Par Karim Ben Slimane*


La Tunisie vit des moments de grande confusion, peut-être s’agit-il des symptômes d’un traumatisme post révolution.

L’engagement politique des citoyens et la mobilisation que connaît le pays sont incontestablement les signes d’une vitalité démocratique.

L’espace médiatique, quoique rongé par les partis-pris et par un manque de professionnalisme de certaines officines, donne malgré tous des signes positifs de mue démocratique.

Ennahdha ou le pompier pyromane

L’expression des diversités d’opinions est un exercice nouveau en Tunisie. Il est aussi un exercice périlleux tant il a exhumé des malaises sociaux et réveillé des tropismes qui remettent en question un modèle de modernité imposé par l’Etat et entériné par la société.

Aujourd’hui c’est ce versant de l’histoire de la Tunisie qui pose problème: remettre en cause des acquis et des avancées de la société, notamment en matière de droit de la femme et des libertés individuelles, parce qu’ils ont été obtenus par le diktat et la violence symbolique d’un Etat aujourd’hui évanescent.

Ce que la Tunisie semble avoir accepté au nom d’un despotisme moderniste éclairée est aujourd’hui remis en cause par un despotisme rétrograde qui se dit aussi éclairé.

Le leader islamiste Rached Ghannouchi l’a très bien dit, il compte utiliser la violence symbolique de l’Etat (la violence légitime de punir, d’emprisonner, de se faire obéir et de restreindre les libertés dans les limites prévues par la constitution) afin de remettre sur le métier la construction d’un modèle d’une société régie par la parole de Dieu.

La Tunisie en état marche forcée

Le parti Ennahdha compte donc utiliser les mêmes armes et les mêmes moyens que le régime précédent afin de mettre la Tunisie en état marche forcée dans une nouvelle direction. Le retour du balancier risque de faire beaucoup de dégâts. Pour arriver à ses fins le parti islamiste a mis en place une stratégie que je qualifie de stratégie du pompier pyromane.

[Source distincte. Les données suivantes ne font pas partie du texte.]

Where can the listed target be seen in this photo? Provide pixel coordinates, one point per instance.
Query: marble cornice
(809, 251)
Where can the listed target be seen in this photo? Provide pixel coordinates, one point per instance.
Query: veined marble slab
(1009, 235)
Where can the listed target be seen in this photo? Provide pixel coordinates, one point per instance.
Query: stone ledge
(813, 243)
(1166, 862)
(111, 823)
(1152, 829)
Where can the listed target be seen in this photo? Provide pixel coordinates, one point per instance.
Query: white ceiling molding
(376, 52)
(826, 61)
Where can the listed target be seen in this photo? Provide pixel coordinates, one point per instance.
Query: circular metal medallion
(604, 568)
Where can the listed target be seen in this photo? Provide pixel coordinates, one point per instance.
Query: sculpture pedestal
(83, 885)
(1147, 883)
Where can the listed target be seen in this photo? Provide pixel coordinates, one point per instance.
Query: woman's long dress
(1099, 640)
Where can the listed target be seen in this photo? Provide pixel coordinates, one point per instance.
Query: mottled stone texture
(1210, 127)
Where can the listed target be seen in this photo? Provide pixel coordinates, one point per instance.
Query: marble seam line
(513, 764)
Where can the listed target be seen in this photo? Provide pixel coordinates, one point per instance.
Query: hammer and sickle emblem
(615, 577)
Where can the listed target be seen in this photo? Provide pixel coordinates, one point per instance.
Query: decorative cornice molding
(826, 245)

Depuis son accession au pouvoir le parti islamiste n’a pas cessé de créer les polémiques sur des sujets épineux et sensibles faisant diversion du quotidien des Tunisiens. Les saillies du grand cheikh sur la question du célibat des jeunes filles en Tunisie censé justifier le retour à la polygamie, le nivellement du statut de la femme ou encore l’incrimination de l’atteinte au sacré sont autant d’illustrations de la stratégie incendiaire d’Ennahdha.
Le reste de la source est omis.